Having Quincy in the stands, too, you know-his dream didn't pan out but he was right there cheering and supporting his wife and her love of the game and her talent. I wanted to give a different narrative for young girls and women that you can aspire to have it all. You shouldn't have to choose one or the other. They should have love and a career, and it's okay to aspire for both. I wanted to show that a woman could and should have it all. "And so, when it did I wrote a new ending to the piece. "What's kind of amazing is when I first wrote the script, the WNBA was not in existence," Gina Prince-Bythewood, the movie's writer and director, told me over the phone recently. Before that moment in the film, she settles for some desk job at a bank and her soul slowly begins to crumble.

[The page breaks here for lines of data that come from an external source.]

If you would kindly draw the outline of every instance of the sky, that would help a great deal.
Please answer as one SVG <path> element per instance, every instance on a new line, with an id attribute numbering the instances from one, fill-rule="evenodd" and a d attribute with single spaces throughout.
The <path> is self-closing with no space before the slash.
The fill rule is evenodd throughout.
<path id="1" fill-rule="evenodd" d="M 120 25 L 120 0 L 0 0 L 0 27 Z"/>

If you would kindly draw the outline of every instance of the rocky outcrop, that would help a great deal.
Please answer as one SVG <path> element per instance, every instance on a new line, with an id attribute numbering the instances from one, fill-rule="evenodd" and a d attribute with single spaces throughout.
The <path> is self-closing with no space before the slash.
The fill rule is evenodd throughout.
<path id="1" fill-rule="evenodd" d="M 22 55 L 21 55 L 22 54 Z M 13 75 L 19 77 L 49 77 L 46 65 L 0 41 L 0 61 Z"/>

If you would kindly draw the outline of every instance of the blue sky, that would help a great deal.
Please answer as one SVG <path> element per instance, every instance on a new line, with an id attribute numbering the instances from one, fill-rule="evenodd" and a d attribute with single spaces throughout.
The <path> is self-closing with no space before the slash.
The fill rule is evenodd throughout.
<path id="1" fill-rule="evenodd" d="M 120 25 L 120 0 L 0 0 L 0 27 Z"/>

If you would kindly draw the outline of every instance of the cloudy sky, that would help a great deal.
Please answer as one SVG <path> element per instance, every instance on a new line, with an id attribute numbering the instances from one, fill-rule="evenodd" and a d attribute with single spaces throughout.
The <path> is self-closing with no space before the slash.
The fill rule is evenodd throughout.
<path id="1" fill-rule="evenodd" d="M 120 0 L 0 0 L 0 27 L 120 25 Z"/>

#Love and basketball professional
That historic milestone for women's sports was incorporated into the movie's plot, and it's because of the WNBA that Monica is able to pursue her dream of becoming a professional basketball player. Love & Basketball was released just three years after the WNBA's inaugural season. It's a Hollywood ending that was made possible by the real-life creation of the WNBA. The camera pans away to the front row, where Quincy is sitting courtside holding their baby daughter. Instead of Quincy having the All-Star NBA career, the movie's final scene shows Monica being called to the court for the starting line up of a WNBA game as a member of the Los Angeles Sparks. Will Monica set her dreams and sports career aside for the sake of love? That was the expectation for women, even at the turn of the millennium, but what I love about Love & Basketball is how it flips the predictable romantic cliché.
#Love and basketball pro
The challenges extend to her relationship with Quincy McCall (Omar Epps), the son of a NBA player and an aspiring pro himself, who expects Monica to put him above all else-even basketball. But because I'm a female, I get told to calm down and act like a lady," she laments. "You jump in some guys face, you talk smack, and you get a pat on your ass. Monica struggles to reconcile her competitive and aggressive style of play on the basketball court with her off-the-court female sensibility. Love & Basketball follows Monica Wright (Sanaa Lathan), a tomboyish baller with raw hoop skills and tenacious determination.
#Love and basketball full
As athletes with varying athletic abilities, each one of us found an element we could relate to in the film, whether it was fighting for respect on a playground basketball court full of boys or dealing with the assumptions that go hand-in-hand with being taller, tougher, and little more rough around the edges. We ate it up, every last second of it, no popcorn needed. I went to see it with a few members of the women's basketball team. In 2000, when Love & Basketball hit theaters, I was a senior in college. Read More: Maya Moore: Back From Rio With Olympic Gold, and Back to the WNBA Grind These three simple things may not be priorities when it comes to listing the best sports movies ever, but they are important-and, even today, they're still rare to see.

And then there's Love & Basketball, which is not only about a female athlete but about one who happens to be African-American, and who also happens to excel at basketball even more than the movie's main male character.